- Interactive map of Nueva Palestina
- Nueva Palestina Nueva Palestina
- Coordinates: 16°49′03″N 91°15′39″W﻿ / ﻿16.81750°N 91.26083°W
- Country: Mexico
- State: Chiapas
- Municipality: Ocosingo
- Established: 1971

Government
- • Federal electoral district: Chiapas's 3rd
- Elevation: 539 m (1,768 ft)

Population (2020)
- • Total: 11,984
- Time zone: UTC-6 (Zona Centro)
- Postal code: 29954

= Nueva Palestina =

Nueva Palestina is a town located in the municipality of Ocosingo in the Mexican state of Chiapas.
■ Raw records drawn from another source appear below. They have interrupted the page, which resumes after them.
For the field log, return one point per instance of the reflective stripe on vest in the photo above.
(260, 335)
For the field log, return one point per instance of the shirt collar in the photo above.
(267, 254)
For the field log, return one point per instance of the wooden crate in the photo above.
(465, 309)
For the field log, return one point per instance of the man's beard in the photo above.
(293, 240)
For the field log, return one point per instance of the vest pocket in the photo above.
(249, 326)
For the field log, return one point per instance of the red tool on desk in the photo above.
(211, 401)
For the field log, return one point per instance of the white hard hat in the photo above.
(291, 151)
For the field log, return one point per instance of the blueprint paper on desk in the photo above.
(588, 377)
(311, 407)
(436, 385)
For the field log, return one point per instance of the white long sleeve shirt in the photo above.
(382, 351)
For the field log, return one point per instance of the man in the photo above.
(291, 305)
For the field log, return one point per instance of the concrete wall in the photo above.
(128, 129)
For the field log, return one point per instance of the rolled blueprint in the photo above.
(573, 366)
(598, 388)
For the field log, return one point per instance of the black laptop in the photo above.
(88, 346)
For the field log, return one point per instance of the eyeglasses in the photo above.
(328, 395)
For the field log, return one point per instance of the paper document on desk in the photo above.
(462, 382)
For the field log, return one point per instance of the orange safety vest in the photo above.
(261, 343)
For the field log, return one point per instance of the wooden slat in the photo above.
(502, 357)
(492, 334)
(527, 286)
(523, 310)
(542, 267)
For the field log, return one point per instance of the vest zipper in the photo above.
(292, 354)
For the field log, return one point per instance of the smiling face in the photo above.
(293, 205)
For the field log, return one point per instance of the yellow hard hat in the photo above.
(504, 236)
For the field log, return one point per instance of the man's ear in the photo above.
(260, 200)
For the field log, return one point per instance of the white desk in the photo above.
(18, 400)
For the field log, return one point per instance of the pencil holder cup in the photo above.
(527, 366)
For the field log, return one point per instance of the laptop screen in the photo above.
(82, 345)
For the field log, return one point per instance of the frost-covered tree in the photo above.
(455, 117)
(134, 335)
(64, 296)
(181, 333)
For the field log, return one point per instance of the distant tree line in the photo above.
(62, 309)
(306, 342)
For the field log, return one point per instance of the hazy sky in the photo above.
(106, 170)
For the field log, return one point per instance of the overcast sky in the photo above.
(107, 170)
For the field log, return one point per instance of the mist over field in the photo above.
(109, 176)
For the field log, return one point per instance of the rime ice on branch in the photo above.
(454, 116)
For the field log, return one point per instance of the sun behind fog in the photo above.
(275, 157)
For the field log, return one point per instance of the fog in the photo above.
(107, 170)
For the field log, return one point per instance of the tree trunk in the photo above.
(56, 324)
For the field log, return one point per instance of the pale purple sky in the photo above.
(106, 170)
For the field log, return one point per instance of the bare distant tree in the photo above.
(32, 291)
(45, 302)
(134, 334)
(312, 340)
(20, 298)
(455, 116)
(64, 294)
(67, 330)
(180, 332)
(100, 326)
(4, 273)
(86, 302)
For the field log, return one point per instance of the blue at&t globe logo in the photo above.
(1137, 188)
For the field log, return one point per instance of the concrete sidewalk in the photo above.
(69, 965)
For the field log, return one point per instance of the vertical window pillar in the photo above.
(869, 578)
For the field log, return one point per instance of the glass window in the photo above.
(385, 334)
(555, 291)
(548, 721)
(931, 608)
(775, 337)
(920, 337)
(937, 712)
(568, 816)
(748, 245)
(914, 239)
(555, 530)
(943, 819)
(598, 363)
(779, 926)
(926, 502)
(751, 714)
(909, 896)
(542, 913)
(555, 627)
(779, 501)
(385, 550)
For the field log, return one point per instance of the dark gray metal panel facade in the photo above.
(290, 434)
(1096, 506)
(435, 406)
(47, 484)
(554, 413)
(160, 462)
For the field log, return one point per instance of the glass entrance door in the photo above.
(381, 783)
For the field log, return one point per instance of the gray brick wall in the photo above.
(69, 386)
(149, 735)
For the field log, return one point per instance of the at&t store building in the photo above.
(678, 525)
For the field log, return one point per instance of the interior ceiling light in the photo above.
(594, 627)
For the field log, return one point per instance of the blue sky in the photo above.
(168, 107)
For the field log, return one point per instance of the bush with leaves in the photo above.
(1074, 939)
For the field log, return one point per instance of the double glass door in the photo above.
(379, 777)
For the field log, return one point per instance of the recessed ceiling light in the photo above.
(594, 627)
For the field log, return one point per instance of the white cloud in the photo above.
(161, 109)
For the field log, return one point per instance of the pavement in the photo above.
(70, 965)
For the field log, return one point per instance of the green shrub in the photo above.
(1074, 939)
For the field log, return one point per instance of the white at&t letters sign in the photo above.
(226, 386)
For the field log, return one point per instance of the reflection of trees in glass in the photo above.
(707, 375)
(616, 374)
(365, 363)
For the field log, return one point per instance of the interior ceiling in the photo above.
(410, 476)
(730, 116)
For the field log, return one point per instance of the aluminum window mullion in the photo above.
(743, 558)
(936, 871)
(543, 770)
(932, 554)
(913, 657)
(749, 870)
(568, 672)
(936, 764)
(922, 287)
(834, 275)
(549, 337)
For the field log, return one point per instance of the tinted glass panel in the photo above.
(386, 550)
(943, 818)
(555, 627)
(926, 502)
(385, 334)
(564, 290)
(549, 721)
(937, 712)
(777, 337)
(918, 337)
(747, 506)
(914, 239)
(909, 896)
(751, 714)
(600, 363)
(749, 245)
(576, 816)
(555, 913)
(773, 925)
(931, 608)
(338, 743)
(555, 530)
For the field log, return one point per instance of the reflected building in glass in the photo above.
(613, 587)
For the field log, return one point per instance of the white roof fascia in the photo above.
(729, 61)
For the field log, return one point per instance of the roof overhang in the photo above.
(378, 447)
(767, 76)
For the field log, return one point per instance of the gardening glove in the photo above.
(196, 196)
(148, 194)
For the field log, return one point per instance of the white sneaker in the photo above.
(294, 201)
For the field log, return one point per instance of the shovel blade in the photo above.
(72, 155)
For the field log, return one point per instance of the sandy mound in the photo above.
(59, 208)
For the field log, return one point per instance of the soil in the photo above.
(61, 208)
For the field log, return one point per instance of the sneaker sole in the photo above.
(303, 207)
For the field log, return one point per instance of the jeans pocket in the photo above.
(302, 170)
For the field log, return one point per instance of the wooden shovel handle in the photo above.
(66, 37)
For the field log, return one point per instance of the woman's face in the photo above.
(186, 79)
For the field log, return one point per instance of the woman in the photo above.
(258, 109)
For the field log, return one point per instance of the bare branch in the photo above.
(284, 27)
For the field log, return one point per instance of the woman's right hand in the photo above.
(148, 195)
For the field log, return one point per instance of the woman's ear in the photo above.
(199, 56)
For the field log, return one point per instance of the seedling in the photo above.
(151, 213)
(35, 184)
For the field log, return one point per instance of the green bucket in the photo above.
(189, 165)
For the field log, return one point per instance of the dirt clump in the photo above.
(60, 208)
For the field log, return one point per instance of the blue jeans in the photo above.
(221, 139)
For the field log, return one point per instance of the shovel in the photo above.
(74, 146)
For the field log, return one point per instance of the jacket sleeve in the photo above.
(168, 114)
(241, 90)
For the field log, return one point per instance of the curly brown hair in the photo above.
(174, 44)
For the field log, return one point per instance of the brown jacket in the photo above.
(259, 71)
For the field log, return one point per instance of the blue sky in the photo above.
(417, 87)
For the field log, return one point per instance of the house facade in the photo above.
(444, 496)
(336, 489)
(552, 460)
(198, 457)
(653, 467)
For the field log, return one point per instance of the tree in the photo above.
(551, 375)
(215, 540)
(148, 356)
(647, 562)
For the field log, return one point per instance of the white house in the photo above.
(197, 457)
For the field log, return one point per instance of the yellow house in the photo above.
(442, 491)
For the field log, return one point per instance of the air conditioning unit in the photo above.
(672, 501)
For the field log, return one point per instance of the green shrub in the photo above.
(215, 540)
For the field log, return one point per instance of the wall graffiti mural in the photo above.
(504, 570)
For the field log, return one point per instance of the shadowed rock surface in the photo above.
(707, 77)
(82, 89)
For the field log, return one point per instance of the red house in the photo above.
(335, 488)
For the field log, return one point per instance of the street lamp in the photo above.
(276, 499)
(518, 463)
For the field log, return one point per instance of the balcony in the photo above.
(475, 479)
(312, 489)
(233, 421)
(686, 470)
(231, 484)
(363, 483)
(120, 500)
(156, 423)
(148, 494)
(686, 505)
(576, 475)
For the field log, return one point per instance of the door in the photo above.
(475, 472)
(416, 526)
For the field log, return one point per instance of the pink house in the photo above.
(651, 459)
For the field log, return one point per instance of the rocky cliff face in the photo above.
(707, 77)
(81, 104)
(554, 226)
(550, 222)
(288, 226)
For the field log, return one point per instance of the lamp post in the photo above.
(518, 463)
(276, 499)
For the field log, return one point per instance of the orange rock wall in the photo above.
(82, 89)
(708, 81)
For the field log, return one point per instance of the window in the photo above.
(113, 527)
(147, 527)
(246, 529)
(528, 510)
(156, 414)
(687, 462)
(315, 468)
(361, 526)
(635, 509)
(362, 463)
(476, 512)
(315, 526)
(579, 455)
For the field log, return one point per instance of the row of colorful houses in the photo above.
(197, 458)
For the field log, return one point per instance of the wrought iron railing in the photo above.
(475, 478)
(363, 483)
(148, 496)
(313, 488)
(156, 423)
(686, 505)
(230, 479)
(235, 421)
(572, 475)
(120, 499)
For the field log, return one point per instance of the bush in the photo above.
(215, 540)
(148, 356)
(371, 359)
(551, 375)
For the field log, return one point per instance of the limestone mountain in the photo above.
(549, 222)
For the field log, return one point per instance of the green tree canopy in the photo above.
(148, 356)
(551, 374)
The majority of the town's population is of indigenous Chol, Tzetzal and Tzotzil ancestry.

==History==
Nueva Palestina was founded in 1971 as part of a greater expulsion of the native Lacandon people brought on by the Mexican government, and became a center for migrants from neighboring Guatemala. In recent years, the town's residents have experienced alleged extortion and violence from separatist groups in the region, which led to protests in 2023. Eduardo Ramírez Aguilar, the governor of Chiapas, has denied the presence of organized crime within the town.

==Population==
In 2014, Nueva Palestina had a population of 10,588 residents. In a census conducted in 2020, the town's population had risen to 11,984.